A new security advisory from Fortinet highlights a serious weakness in FortiOS that could let attackers slip past authentication controls in certain environments.
The issue, tracked as CVE-2026-22153, affects how FortiOS handles LDAP-based authentication when used with features like Agentless VPN and Fortinet Single Sign-On (FSSO). In specific configurations, an external attacker may be able to gain access without providing valid credentials.
How the authentication bypass happens
At the core of the problem is the fnbamd authentication service inside FortiOS. Under particular LDAP server settings — especially those that allow unauthenticated or anonymous bind requests — the system may incorrectly process login attempts. Instead of properly rejecting an unauthorized request, the flow can result in access being granted.

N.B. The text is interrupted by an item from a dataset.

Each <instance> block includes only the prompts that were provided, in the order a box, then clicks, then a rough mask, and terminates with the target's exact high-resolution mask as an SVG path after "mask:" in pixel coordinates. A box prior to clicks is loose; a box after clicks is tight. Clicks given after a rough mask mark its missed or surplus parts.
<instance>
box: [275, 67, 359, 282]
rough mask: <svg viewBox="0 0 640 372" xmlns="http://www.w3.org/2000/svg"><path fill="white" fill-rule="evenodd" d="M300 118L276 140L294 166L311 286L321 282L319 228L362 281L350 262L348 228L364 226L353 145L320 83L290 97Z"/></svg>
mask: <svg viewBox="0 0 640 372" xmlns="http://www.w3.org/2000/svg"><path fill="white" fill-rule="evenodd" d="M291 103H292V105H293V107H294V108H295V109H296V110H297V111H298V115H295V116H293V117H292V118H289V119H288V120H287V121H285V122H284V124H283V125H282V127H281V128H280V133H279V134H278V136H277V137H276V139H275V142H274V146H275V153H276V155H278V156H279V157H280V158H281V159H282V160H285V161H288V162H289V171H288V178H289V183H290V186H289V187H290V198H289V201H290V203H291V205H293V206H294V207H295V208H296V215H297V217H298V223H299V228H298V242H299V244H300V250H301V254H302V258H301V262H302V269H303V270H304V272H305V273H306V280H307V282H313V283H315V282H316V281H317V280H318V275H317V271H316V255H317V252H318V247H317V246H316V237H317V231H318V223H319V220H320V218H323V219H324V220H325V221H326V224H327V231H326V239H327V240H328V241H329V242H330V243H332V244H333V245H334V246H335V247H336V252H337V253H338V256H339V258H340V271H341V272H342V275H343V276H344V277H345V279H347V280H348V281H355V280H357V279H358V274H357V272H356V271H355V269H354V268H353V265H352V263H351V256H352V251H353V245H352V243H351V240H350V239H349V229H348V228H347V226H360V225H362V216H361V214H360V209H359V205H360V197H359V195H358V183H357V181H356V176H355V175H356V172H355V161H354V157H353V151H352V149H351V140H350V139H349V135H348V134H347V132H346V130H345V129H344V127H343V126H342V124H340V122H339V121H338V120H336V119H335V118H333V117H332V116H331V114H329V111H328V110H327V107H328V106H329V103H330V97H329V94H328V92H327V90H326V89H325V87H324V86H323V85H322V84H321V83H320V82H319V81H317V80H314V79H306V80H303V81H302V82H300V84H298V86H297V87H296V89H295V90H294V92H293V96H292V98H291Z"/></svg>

This means an attacker on the network could potentially reach protected resources tied to SSL-VPN or identity-based policies, even though they never successfully authenticated through LDAP. While the attack requires certain conditions to be present, environments using less restrictive LDAP configurations face increased risk.
Impacts
◆ Attackers may bypass LDAP authentication under specific setups
◆ SSL-VPN and identity-based access policies can be exposed
◆ Unauthorized access to internal network resources becomes possible
◆ Risk is higher where anonymous LDAP binds are allowed
Fortinet rates the issue as high severity due to its network exposure and the potential for access control failures, even though it depends on configuration choices rather than a simple plug-and-play exploit.
Only the FortiOS 7.6 branch is affected, specifically versions 7.6.0 through 7.6.4. Other major release lines remain unaffected. The recommended fix is upgrading to FortiOS 7.6.5 or later using the official upgrade path.
For organizations that cannot patch immediately, tightening LDAP settings can reduce exposure. Disabling unauthenticated binds on the LDAP server — particularly in Windows Active Directory environments — helps prevent the vulnerable condition from being triggered.
This vulnerability was responsibly reported by a security researcher and serves as another reminder that authentication security depends not just on the firewall, but also on how backend identity services are configured.